Our vCenter environment is not functioning. It spikes to 100% cpu and just stops working. I've tried all the usual support things, nothing is wrong with the database server (and all other database on that server are fine). It's the vcenter procoess vpxd.exe that is at 100%. I should also point out that I've been using vsphere though versions 3-5 and I'm a current VCP holder (going to take my vacp soon).

This is preventing all backups from running as they need vcenter to initiate the backups. I log a ticket with vmware in the morning two days ago. I get a call shortly after and the tech starts to do his thing. I tend to let techs try what they think is right. I've worked phone tech support and I remember those asshole admins who think they know everything, yet had to dial support. After a few hours he is no closer to the problem, but it's his time to go home, so he transfers me to a new tech in another timezone. This tech of course has to start over, because in IT the other guy is obviously an idiot. He suggests we reinstall vcenter. I allow it because I honestly don't know what the hell is wrong. Nothing is solved.

Fast forward another 2 hours and it's this guys time to go home. I get transferred yet again, this time to india (I think) (around the world in one phone call?). This guy quickly realizes he needs help and involves a senior engineer. The senior engineer checks all the things I checked before calling (but I understand) and then suggests we reinstall vcenter. I'm hesitant because we have done this before. He explains that the last guy probably didn't uninstall it properly. I relent and we reinstall vcenter. This causes no relief. He continues working and eventually settles in that the problem is a new ESXi host we added to the cluster a few days ago. We can't remove it, because we can't login to vcenter. He gets another engineer and we go to the database and SQL out the ESXi host. At first CPU usage drops, but then the problem comes right back. At this point it's almost 3am my time, I've been on a call well over 15 hours. I suggest we shelve it until the morning, obviously they need time to work on the issue. They download some logs and dmp files from vcenter and we call it quits. I go get a burger at steak and shake, it was pretty gross and the only food I had to eat after 11am. Bedtime is around 4:30am.
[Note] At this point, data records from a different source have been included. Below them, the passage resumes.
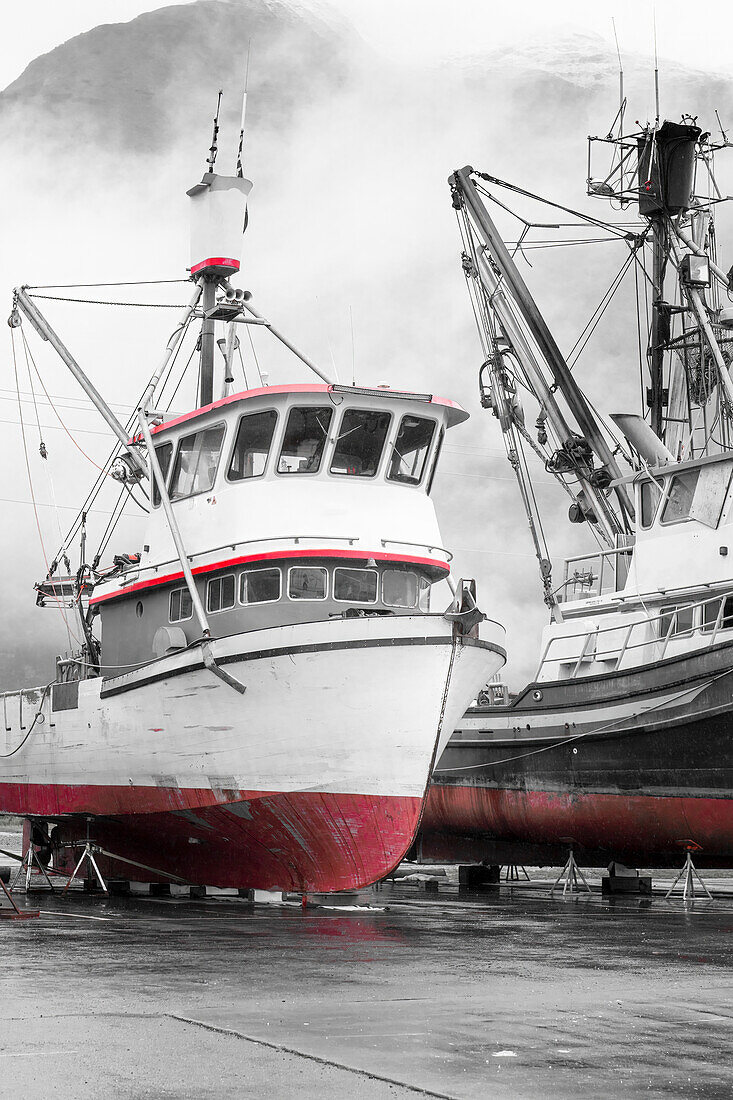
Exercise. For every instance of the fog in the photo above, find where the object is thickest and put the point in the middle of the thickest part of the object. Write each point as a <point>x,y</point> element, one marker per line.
<point>350,142</point>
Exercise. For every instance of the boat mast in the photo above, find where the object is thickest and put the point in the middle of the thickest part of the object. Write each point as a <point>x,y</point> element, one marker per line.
<point>465,191</point>
<point>657,397</point>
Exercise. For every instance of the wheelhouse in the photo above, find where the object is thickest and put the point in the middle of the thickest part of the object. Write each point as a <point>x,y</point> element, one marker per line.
<point>296,503</point>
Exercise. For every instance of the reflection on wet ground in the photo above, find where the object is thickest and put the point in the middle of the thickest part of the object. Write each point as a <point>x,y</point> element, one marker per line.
<point>507,994</point>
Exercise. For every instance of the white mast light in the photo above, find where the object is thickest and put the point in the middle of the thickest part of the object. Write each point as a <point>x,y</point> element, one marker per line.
<point>695,271</point>
<point>218,209</point>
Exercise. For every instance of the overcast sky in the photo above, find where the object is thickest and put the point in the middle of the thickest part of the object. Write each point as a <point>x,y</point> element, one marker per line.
<point>425,332</point>
<point>419,28</point>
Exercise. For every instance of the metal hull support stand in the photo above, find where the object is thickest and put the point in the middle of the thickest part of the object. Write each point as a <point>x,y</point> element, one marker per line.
<point>30,858</point>
<point>688,875</point>
<point>569,877</point>
<point>15,913</point>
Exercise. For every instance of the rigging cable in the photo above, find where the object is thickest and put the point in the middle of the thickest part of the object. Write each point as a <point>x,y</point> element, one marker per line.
<point>101,301</point>
<point>254,355</point>
<point>30,482</point>
<point>79,449</point>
I get into work about 9am the next day (yesterday), the day of my wedding anniversary. vCenter is still down, my boss not terribly happy. I call vmware and they begin their work again around 10am. New tech as the old tech can't be reached. He again explains that everyone else must be an idiot and begins the process a new. He decides it must also be a host issue and we go though a tedious process of rebooting all esxi hosts. To my surprise (and I'm pretty sure also unrelated) vcenter starts to run slightly better even though the cpu usage stays pegged around 80-90%. He then suspects it's a storage issue and brings in a storage expert. They work on the system until about 5pm (My wife brought me lunch so I could eat!) and nothing was resolved. They downloaded the log bundle for vcenter and all hosts and left me so they could analyse the issue.
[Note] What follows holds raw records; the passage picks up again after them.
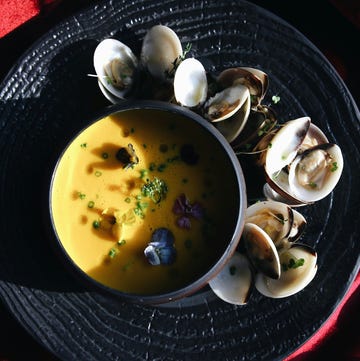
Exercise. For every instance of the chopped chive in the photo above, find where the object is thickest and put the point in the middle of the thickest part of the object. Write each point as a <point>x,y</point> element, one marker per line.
<point>334,167</point>
<point>81,195</point>
<point>188,243</point>
<point>161,167</point>
<point>275,99</point>
<point>143,173</point>
<point>232,270</point>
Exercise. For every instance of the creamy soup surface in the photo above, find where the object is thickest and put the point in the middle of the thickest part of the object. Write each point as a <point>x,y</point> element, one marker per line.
<point>120,180</point>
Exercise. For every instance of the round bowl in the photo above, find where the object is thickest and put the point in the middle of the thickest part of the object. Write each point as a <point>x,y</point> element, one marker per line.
<point>147,202</point>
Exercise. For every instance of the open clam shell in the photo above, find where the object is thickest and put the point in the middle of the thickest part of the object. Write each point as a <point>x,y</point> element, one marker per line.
<point>260,122</point>
<point>160,52</point>
<point>254,79</point>
<point>226,103</point>
<point>298,270</point>
<point>231,127</point>
<point>314,173</point>
<point>234,282</point>
<point>116,67</point>
<point>274,218</point>
<point>285,145</point>
<point>261,250</point>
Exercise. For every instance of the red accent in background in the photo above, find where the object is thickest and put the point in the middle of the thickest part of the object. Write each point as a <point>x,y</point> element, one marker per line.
<point>334,30</point>
<point>14,13</point>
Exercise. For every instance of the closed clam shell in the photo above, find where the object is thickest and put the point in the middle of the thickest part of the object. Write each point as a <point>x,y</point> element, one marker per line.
<point>190,83</point>
<point>161,47</point>
<point>298,274</point>
<point>233,283</point>
<point>226,103</point>
<point>115,66</point>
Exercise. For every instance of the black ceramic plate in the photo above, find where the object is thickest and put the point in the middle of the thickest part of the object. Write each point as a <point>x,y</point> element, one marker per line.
<point>48,96</point>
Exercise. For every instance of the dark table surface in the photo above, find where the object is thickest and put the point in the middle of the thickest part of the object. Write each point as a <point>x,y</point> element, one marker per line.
<point>335,30</point>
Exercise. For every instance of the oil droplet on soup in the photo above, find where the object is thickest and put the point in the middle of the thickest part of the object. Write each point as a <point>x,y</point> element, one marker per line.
<point>126,176</point>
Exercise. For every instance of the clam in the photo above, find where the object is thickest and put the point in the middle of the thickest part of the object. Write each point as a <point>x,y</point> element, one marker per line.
<point>254,79</point>
<point>233,283</point>
<point>260,122</point>
<point>298,270</point>
<point>315,172</point>
<point>261,250</point>
<point>298,226</point>
<point>229,110</point>
<point>274,218</point>
<point>226,103</point>
<point>161,51</point>
<point>301,167</point>
<point>190,83</point>
<point>116,67</point>
<point>285,144</point>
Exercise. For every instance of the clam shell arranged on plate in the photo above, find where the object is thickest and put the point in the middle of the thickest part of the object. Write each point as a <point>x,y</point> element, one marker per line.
<point>299,164</point>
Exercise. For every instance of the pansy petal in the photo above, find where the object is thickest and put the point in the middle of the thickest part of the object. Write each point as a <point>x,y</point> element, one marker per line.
<point>183,222</point>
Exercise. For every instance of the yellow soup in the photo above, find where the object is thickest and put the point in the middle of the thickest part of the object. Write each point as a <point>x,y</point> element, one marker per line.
<point>122,178</point>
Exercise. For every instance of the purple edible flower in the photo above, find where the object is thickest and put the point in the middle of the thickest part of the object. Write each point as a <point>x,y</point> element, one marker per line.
<point>183,208</point>
<point>183,222</point>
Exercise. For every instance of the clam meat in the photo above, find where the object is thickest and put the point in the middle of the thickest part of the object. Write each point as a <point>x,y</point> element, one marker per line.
<point>115,66</point>
<point>234,282</point>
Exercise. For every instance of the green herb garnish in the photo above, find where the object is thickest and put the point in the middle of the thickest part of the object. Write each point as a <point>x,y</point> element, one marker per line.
<point>96,224</point>
<point>232,270</point>
<point>156,190</point>
<point>81,195</point>
<point>275,99</point>
<point>292,264</point>
<point>112,253</point>
<point>170,73</point>
<point>334,167</point>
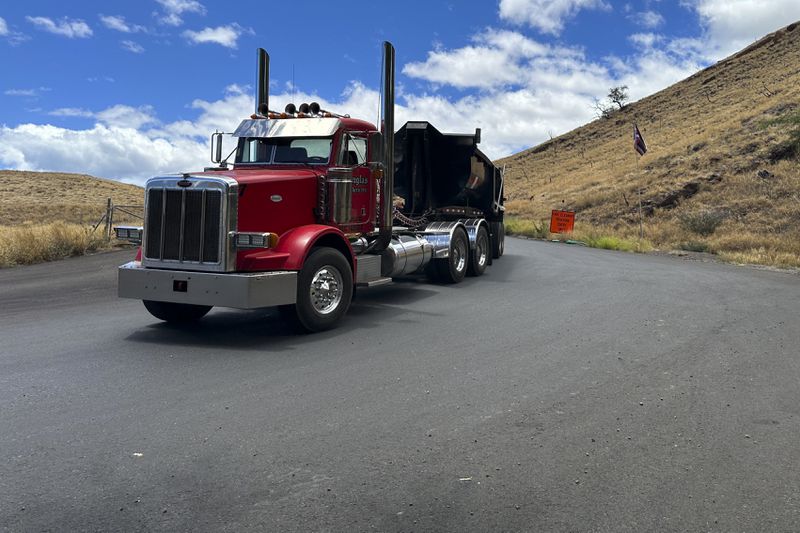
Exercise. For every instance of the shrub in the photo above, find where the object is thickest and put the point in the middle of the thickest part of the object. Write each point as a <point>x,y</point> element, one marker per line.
<point>528,228</point>
<point>703,222</point>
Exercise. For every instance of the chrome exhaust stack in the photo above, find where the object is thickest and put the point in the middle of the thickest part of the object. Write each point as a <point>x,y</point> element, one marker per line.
<point>262,85</point>
<point>387,130</point>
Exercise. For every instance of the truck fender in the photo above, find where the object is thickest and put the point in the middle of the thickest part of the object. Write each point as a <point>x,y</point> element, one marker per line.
<point>298,242</point>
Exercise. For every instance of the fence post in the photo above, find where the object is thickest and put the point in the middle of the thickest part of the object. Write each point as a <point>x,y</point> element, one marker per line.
<point>109,211</point>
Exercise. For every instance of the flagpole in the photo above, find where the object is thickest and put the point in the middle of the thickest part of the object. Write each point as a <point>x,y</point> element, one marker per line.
<point>641,148</point>
<point>641,220</point>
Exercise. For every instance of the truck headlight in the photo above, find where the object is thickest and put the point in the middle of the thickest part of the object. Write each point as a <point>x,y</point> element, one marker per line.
<point>129,233</point>
<point>244,240</point>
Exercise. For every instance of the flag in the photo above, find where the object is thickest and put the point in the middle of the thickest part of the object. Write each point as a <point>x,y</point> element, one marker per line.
<point>638,141</point>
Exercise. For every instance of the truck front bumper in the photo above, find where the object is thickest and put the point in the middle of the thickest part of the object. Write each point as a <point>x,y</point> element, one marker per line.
<point>243,291</point>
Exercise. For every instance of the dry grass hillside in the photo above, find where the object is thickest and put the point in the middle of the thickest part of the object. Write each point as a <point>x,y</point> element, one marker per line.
<point>39,197</point>
<point>721,173</point>
<point>46,216</point>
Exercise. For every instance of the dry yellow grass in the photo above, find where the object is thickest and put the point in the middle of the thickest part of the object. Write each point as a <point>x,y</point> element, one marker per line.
<point>46,216</point>
<point>35,197</point>
<point>711,131</point>
<point>35,243</point>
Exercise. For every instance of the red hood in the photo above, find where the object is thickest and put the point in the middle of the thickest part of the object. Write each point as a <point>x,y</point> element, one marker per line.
<point>264,175</point>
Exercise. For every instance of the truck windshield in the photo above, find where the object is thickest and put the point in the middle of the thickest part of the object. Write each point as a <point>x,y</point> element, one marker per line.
<point>306,150</point>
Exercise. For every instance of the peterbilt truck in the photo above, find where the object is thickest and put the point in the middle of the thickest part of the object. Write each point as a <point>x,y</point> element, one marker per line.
<point>314,205</point>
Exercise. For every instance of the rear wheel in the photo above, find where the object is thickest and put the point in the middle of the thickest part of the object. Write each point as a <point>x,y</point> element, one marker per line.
<point>176,313</point>
<point>481,255</point>
<point>454,268</point>
<point>324,291</point>
<point>498,239</point>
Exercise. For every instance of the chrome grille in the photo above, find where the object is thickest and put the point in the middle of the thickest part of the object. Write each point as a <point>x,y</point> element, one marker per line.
<point>189,225</point>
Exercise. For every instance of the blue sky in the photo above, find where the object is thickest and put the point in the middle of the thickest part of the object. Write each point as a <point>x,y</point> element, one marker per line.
<point>126,90</point>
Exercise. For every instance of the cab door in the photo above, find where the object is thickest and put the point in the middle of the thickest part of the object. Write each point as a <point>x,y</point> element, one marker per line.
<point>354,155</point>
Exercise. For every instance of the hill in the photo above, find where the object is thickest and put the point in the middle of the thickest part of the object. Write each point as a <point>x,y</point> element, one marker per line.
<point>43,197</point>
<point>720,175</point>
<point>48,215</point>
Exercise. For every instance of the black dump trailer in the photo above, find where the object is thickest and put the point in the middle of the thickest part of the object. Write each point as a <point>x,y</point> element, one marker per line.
<point>445,176</point>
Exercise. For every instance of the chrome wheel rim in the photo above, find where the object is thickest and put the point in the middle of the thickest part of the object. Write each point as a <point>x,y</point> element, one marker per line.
<point>483,253</point>
<point>460,256</point>
<point>326,290</point>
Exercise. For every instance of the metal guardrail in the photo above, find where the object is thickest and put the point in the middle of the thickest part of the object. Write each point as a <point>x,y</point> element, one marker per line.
<point>108,217</point>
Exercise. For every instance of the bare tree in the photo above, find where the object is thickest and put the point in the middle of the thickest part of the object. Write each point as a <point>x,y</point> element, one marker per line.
<point>601,110</point>
<point>618,95</point>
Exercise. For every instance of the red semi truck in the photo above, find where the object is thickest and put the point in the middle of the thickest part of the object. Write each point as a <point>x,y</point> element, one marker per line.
<point>314,205</point>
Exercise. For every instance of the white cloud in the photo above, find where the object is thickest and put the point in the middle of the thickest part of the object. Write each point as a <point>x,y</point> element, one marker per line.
<point>118,23</point>
<point>71,28</point>
<point>548,16</point>
<point>173,9</point>
<point>71,112</point>
<point>648,19</point>
<point>223,35</point>
<point>12,37</point>
<point>132,46</point>
<point>495,59</point>
<point>731,25</point>
<point>646,40</point>
<point>30,93</point>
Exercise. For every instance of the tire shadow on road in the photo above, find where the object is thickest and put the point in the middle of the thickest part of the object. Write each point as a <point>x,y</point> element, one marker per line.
<point>265,330</point>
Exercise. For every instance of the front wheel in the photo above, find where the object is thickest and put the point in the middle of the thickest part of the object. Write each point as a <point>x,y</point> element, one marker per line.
<point>176,313</point>
<point>324,291</point>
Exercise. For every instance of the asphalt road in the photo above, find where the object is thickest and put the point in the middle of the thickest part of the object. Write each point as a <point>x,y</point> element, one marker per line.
<point>568,389</point>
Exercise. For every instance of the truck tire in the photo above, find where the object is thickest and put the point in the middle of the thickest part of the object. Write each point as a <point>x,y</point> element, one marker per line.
<point>454,268</point>
<point>176,313</point>
<point>482,254</point>
<point>498,239</point>
<point>324,291</point>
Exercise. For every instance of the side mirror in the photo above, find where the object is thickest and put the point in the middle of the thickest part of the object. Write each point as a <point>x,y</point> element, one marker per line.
<point>376,147</point>
<point>216,147</point>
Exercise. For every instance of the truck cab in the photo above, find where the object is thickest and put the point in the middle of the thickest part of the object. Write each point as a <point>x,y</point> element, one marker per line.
<point>306,212</point>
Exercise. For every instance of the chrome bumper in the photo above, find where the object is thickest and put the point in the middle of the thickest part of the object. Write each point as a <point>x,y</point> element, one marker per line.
<point>243,291</point>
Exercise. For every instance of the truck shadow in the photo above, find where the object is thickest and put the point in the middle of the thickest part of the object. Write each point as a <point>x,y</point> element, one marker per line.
<point>265,330</point>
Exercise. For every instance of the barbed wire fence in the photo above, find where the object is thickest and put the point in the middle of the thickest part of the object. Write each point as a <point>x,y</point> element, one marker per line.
<point>107,220</point>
The result is I still can't not run backups. I still can not manage my VMs though vCenter and I still have no idea what is causing it. I suspect today will be more of the same.
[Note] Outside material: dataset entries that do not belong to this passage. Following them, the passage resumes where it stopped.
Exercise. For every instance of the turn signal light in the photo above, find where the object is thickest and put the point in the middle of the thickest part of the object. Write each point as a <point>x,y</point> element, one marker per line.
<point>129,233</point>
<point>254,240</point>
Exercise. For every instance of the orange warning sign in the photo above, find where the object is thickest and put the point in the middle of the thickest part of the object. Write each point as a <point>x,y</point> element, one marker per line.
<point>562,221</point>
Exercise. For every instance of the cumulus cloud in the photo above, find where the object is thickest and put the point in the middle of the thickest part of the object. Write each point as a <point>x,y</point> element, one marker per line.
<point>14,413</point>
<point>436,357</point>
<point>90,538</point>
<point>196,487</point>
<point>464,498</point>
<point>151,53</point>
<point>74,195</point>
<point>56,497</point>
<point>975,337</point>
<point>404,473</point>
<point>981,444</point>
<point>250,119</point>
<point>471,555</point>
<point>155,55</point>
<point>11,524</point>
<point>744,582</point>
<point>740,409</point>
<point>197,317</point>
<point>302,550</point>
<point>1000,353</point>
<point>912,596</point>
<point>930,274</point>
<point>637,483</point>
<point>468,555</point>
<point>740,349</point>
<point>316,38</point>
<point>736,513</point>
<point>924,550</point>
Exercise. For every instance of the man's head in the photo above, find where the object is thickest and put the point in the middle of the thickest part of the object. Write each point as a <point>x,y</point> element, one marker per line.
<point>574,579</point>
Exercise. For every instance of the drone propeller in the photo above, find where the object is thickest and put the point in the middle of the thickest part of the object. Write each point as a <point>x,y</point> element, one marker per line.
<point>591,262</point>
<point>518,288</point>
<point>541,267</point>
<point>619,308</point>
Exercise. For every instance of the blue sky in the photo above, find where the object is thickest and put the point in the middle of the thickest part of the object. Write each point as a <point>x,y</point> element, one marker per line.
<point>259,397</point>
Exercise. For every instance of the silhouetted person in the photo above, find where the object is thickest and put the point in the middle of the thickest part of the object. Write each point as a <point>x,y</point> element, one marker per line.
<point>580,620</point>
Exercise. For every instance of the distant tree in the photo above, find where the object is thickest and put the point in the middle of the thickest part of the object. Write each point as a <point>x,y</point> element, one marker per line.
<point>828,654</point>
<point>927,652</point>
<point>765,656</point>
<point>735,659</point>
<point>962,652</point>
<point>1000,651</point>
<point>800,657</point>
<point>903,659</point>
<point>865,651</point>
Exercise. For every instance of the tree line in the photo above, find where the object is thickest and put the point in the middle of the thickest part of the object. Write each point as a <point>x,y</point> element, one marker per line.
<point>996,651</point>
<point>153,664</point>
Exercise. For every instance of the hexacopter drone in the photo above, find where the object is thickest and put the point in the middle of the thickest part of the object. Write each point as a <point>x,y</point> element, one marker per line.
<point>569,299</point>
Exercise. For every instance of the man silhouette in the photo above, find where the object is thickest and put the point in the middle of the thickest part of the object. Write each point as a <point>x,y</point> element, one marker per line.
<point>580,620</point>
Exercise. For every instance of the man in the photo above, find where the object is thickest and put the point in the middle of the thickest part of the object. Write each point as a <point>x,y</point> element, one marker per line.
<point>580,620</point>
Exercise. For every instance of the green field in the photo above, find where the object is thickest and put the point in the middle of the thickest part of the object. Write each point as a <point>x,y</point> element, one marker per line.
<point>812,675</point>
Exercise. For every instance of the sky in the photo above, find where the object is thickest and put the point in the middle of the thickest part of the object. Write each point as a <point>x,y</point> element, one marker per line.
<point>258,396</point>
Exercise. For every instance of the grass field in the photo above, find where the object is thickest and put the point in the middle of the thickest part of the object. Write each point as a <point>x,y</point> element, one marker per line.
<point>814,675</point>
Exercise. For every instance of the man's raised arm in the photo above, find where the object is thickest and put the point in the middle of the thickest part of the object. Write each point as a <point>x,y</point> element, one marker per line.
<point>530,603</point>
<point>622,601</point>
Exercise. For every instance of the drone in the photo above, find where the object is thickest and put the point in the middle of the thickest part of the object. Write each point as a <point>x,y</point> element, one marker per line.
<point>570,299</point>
To the support representatives credit, they have been very polite and have tried very hard to fix my problem. I really appreciate their hard work. At this point I could have rebuilt the server. The reason I haven't is because I don't want this problem to pop up again, I want to know the root cause.

In any case, I made that post simply because I needed to vent to someone and my phone was handy.

I would push for RCA from them, but the obvious questions:

When did it start?
What recent changes were made prior to the issue?
 

sourceninja

Diamond Member
Mar 8, 2005
8,805
65
91
I would push for RCA from them, but the obvious questions:

When did it start?
What recent changes were made prior to the issue?

That's the frustrating part. It started 3 days ago, in the middle of the day. No change tickets were logged so if anyone did any changes, they are not speaking up about it. The only change that is recent was the adding of a new host and new datastore about 3 days previous.

I'm starting to suspect it might be a windows problem. We used 2012R2 for this server and I'm wondering if vCenter has issues with R2. I've noticed a direct correlation between network traffic and CPU load in the task manager. It seems like when network traffic is higher (15-30mbps) the cpu is maxed out. When network traffic drops to 3-500k the cpu load drops to around 50-60% and the interface is somewhat responsive.
 
Feb 25, 2011
16,823
1,493
126
I'm just a vCenter n00b, and I understand Linux guys hate reinstalling stuff, but if you'd just installed a new vCenter instance and pointed it at the old DB, wouldn't it have:

1) Probably fixed it (assuming you're right and the DB is fine)
2) Taken you a couple hours, tops.

?

Have you upgraded to 5.5 yet? I think those support multiple vCenter servers in an HA thingy.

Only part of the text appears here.